Wobec braku wiarygodnych informacji dostarczanych przez media, w Tadżykistanie pojawiają się plotki dotyczące szefa bezpieczeństwa Saimmina Jatimowa, który prowadzi służby bezpieczeństwa od 2010 roku.
Plotki skupiają się na rzekomych planach rządzącego reżimu, by odsunąć na bok potężnego szefa Państwowego Komitetu Bezpieczeństwa Narodowego. 67-letni Jatimow jest najstarszym członkiem rządu i od 2010 roku stoi na czele GKNB, głównego narzędzia reżimu.

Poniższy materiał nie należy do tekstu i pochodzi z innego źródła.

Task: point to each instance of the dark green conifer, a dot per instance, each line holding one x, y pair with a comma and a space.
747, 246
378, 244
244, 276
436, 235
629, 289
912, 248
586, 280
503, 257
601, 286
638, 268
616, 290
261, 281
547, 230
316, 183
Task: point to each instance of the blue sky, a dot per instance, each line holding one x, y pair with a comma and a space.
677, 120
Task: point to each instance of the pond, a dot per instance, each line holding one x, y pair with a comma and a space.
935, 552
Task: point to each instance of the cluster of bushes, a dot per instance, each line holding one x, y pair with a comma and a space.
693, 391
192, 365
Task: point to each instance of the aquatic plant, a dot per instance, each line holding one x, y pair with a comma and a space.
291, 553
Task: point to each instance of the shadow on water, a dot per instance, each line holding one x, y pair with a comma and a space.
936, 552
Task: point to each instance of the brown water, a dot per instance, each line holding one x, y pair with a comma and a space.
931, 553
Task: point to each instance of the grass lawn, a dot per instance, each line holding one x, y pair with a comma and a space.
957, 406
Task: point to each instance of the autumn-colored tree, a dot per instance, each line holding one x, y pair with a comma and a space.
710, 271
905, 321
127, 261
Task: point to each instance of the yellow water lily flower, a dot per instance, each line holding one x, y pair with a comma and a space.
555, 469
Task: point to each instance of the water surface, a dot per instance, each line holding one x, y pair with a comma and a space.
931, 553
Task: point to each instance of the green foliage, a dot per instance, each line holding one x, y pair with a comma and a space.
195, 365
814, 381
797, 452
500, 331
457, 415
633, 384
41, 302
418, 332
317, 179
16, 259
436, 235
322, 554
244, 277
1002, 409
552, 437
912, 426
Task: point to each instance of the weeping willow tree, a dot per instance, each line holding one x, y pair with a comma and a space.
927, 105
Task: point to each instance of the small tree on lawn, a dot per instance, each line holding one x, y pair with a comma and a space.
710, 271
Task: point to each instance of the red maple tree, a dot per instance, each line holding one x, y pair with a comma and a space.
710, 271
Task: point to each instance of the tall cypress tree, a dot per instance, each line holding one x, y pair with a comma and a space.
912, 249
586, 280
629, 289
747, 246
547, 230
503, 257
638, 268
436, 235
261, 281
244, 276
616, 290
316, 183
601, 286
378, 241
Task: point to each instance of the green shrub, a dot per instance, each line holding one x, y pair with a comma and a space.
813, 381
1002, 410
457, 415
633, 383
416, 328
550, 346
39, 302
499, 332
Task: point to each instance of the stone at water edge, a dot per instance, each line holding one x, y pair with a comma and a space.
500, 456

W rzeczywistości plotka głosi, że mogło się to już stać. Jatimowa nie było widać na publicznych wydarzeniach od około 9 lutego, co dodało oliwy do ognia. Urzędnicy odmawiają potwierdzenia lub zaprzeczenia twierdzeniom, że Jatimow został usunięty.
Dwie biografie
Jatimow jest postacią tajemniczą. Według jednego z opisów, który znajdował się na rządowych stronach internetowych do 2020 roku, w połowie lat 70. ukończył studia na Państwowym Uniwersytecie Pedagogicznym w Kulob i został nauczycielem języka tadżyckiego i literatury w gimnazjum w swojej rodzinnej dzielnicy Farhor. We wczesnych latach osiemdziesiątych, jak głosi ta oficjalna narracja, dostał się do samorządu lokalnego i pracował do 1992 roku jako szef komitetu wykonawczego okręgu Farhor. W połowie lat 90. zrobił swój pierwszy duży skok w karierze w Ministerstwie Spraw Zagranicznych. I tak dalej, aż dostał swoją obecną pracę.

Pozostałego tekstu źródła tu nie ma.